To Lion Philips in Aachen
London, [29 March 1864] 1 Modena Villas, Maitland Park, Haverstock Hill, N.W.[edit source]
Dear Uncle,
I presume all of you are already or still in Aachen, and am therefore sending this letter there. Had you decided to wait for the fine weather, you'd have had to stay at Bommel until now. Here, at any rate, March has been quite abominable, apart from one or two fine days — cold, wet, and changing from one moment to the next. This may be one reason why I haven’t so far rid myself of those confounded brutes, my furuncles. I curse them, but under my breath.
Little Eleanor has had a rather bad cough for the past two days, which is what is preventing her from writing to you. However. she asks me to send you many salutations and, *in regard to the Danish Question, begs me to tell you, that ‘she don’t care for such stuff’, and that ‘she considers one of the parties to the quarrel as bad as the other, and perhaps worse’*.
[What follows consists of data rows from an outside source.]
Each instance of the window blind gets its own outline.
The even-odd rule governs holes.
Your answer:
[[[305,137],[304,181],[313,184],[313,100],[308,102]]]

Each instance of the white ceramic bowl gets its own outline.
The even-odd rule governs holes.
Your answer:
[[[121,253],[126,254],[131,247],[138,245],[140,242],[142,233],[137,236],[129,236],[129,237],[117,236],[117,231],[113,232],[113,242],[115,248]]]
The difficulty about understanding Prussia’s policy is due solely to people’s delusion in crediting it with serious and far-sighted aims and projects. The Mormon Bible, for instance, is similarly most difficult to understand, precisely because there isn’t an iota of sense in it. What Prussia was primarily aiming at was to make the army popular, an aim which the Schleswig-Holstein campaigns were already having to subserve in 1848. Secondly, she was intent on closing the territory against German volunteer forces, democrats and the small states. Finally, Prussia and Austria, by exerting pressure from without, were to enable the Danish king, who is hand in glove with them to compel the Danes to make certain concessions at home and abroad. Austria could not, of course, leave Prussia to play this role on her own, and, at the same time, seize on the opportunity to effect a closer alliance with her against other peripeties.
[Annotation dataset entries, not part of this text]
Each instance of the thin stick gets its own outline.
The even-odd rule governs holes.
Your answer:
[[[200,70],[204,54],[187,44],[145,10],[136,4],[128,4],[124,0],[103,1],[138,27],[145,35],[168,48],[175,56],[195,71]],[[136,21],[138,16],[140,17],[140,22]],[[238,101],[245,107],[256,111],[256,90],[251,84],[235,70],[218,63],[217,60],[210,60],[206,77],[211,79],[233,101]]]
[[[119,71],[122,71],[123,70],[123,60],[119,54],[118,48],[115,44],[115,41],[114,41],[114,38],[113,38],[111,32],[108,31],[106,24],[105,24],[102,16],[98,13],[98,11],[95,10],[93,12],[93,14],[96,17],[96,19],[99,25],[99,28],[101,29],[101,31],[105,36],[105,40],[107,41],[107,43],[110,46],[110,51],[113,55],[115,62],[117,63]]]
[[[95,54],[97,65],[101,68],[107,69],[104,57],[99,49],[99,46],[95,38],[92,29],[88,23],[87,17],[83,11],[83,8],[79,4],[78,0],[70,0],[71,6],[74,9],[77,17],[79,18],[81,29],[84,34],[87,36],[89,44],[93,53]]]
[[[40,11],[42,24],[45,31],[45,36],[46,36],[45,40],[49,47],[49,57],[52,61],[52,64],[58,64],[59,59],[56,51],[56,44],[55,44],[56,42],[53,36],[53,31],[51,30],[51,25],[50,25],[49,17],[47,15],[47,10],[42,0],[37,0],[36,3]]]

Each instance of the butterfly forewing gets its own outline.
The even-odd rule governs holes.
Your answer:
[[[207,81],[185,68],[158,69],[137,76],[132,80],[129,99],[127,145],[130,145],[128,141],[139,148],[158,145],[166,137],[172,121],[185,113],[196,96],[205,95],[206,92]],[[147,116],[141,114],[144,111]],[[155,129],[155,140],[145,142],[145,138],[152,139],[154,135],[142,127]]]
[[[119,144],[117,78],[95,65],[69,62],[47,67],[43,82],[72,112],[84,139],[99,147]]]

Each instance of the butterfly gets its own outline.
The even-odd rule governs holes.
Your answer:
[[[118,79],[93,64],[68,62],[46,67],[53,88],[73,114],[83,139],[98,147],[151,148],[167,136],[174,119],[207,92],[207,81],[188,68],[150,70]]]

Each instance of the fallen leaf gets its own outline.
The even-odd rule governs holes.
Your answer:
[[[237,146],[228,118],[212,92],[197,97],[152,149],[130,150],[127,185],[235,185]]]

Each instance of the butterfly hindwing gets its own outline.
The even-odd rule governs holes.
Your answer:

The conference meets in London on 12th April. The very most it will do is resolve that Schleswig and Holstein be bound to Denmark in a personal union — maybe less, certainly not more. How little in earnest the whole affair is, despite powder, shot and blood-letting, will be apparent to you if only from the fact that, up till this moment, neither Prussia nor Austria has declared war on Denmark, nor Denmark on Prussia and Austria. There is no better way of throwing dust in people’s eyes than to set armies marching, horses stamping, and cannon thundering.
Despite all that, serious conflicts may be imminent once again, Bonaparte finds himself virtually compelled to set his troupiers up in business as ‘freedom’ exporters because of the great disaffection which is riot only prevalent in Paris, but provokingly rearing its head in the elections. And this time, the way has been paved for him by those dogs of Prussians.
Garibaldi’s trip to England and the great ovations he will receive from all sides here are, or at least are meant to be, merely the prelude to a new rising against Austria. As an ally of the Prussians in Holstein and Schleswig and an ally of the Russians by virtue of the state of siege in Galicia, Austria has made things very easy for her enemies. What with the present conditions in Poland, Hungary, and Italy, the popular sentiment in Germany and the total change in England’s position, a new Holy Alliance would enable even Napoleon le Petit to play the great one. At this moment, the best thing would be for peace to continue, for any kind of war would delay the outbreak of revolution in France.
May God damn me if there be anything more stupid than this political chessboard!
There were two other things I had actually meant to write to you about — Roman division and darkness in outer space. But as the light is failing, my paper is running out and it’s almost time for the last post, I must conclude for the time being by sending my kindest regards to the whole family. Ditto to Karl and his wife, not forgetting Jean.